Padahal, sebagaimana data Bappenas per tahun 2025, ada sekitar 11,46 persen penyandang disabilitas yang berada di bawah garis kemiskinan. Jumlah tersebut lebih tinggi dari tingkat kemiskinan nasional sebesar 8,57 persen.

Terbaru, penelitian yang dilakukan oleh Lembaga Penyelidikan Ekonomi Masyarakat Fakultas Ekonomi Universitas Indonesia (LPEM FEB UI) pada tahun ini menunjukkan bahwa meskipun pemerintah sudah memiliki program Asistensi Rehabilitasi Sosial (Atensi), namun kondisi tersebut tidak berpengaruh signifikan terhadap peningkatan kualitas kehidupan masyarakat dengan disabilitas.

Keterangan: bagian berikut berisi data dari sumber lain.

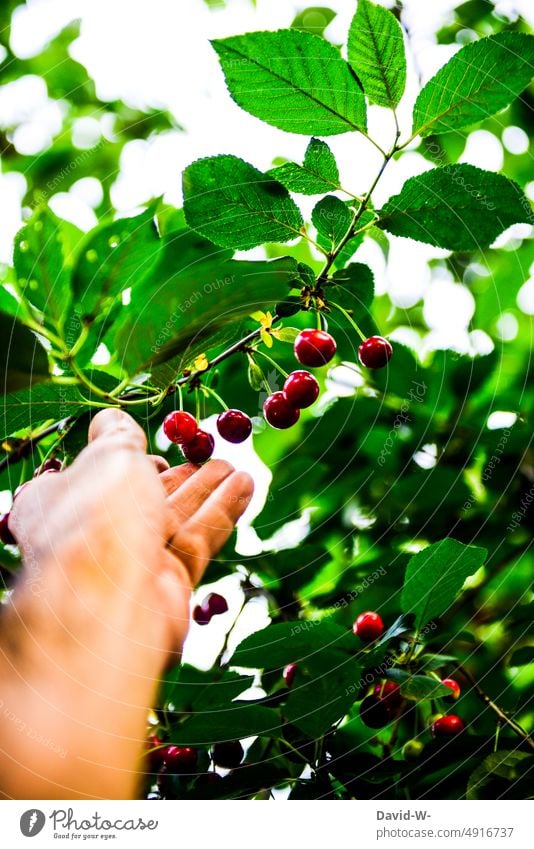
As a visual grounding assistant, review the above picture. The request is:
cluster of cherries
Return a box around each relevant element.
[283,610,464,746]
[162,328,393,463]
[0,457,63,547]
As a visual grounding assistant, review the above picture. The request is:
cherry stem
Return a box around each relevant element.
[201,384,229,412]
[328,301,367,343]
[253,349,289,379]
[176,383,184,412]
[195,388,202,422]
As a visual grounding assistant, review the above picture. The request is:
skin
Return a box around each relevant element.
[0,409,253,799]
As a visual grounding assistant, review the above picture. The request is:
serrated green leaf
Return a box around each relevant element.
[72,208,162,319]
[212,29,367,136]
[0,312,50,395]
[232,620,354,668]
[14,207,73,330]
[399,675,454,701]
[285,655,361,738]
[348,0,406,109]
[110,228,298,376]
[312,195,352,252]
[378,165,534,250]
[401,538,487,628]
[467,752,534,800]
[267,138,340,195]
[412,33,534,138]
[1,381,92,439]
[183,155,303,250]
[170,704,280,746]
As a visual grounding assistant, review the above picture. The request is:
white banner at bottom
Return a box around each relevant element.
[0,800,530,848]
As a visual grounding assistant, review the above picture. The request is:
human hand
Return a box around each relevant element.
[0,409,253,798]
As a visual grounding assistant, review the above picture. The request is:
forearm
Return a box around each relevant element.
[0,547,171,799]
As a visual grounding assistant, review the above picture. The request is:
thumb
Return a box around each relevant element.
[87,408,147,453]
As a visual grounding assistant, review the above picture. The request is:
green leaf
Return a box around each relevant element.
[267,138,340,195]
[285,656,361,737]
[170,704,280,746]
[1,382,91,439]
[467,752,534,800]
[72,208,162,319]
[0,312,49,395]
[111,230,297,377]
[312,196,351,252]
[14,207,73,330]
[395,674,454,701]
[211,29,367,136]
[183,155,303,250]
[247,357,265,391]
[412,33,534,138]
[378,165,534,250]
[0,286,21,319]
[162,665,254,712]
[232,620,354,668]
[348,0,406,109]
[401,538,487,628]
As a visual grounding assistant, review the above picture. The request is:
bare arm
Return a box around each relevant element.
[0,409,253,799]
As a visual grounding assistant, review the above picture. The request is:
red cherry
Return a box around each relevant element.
[181,430,214,464]
[294,329,336,367]
[283,371,320,408]
[0,513,16,546]
[193,605,211,625]
[441,678,461,700]
[211,741,244,769]
[34,457,62,477]
[146,735,165,772]
[263,392,300,429]
[163,745,198,773]
[360,696,393,728]
[373,680,402,708]
[358,336,393,369]
[205,592,228,616]
[431,715,464,737]
[353,611,384,642]
[216,409,252,443]
[283,663,298,688]
[163,410,198,444]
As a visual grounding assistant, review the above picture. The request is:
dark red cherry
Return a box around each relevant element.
[216,410,252,443]
[205,592,228,616]
[211,741,244,769]
[358,336,393,369]
[431,715,465,737]
[352,611,384,642]
[283,663,298,688]
[360,696,393,729]
[263,392,300,429]
[163,745,198,773]
[0,513,16,546]
[193,605,212,625]
[34,457,62,477]
[181,430,214,464]
[294,329,336,367]
[163,411,198,444]
[373,680,402,708]
[283,371,320,408]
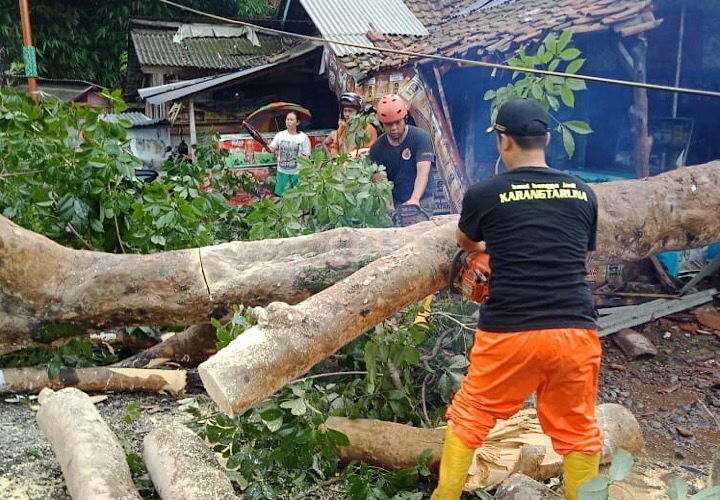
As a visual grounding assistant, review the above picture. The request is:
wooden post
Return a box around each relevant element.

Lebih jauh, dalam hasil penelitian tersebut menunjukkan fakta bahwa rumah tangga dengan anggota penyandang disabilitas lebih rentan sekaligus memiliki probabilitas peningkatan kemiskinan secara multidimensional, baik dari segi angka kemiskinan maupun intensitas deprivasi.

Oleh karenanya, peran negara dalam menyediakan aturan yang mendorong konsesi bagi penyandang disabilitas sangat penting. Konsesi di sini bukan berarti pengistimewaan terhadap hak, tetapi mendorong bagaimana kelompok disabilitas mendapatkan kemudahan akses untuk mendapatkan haknya.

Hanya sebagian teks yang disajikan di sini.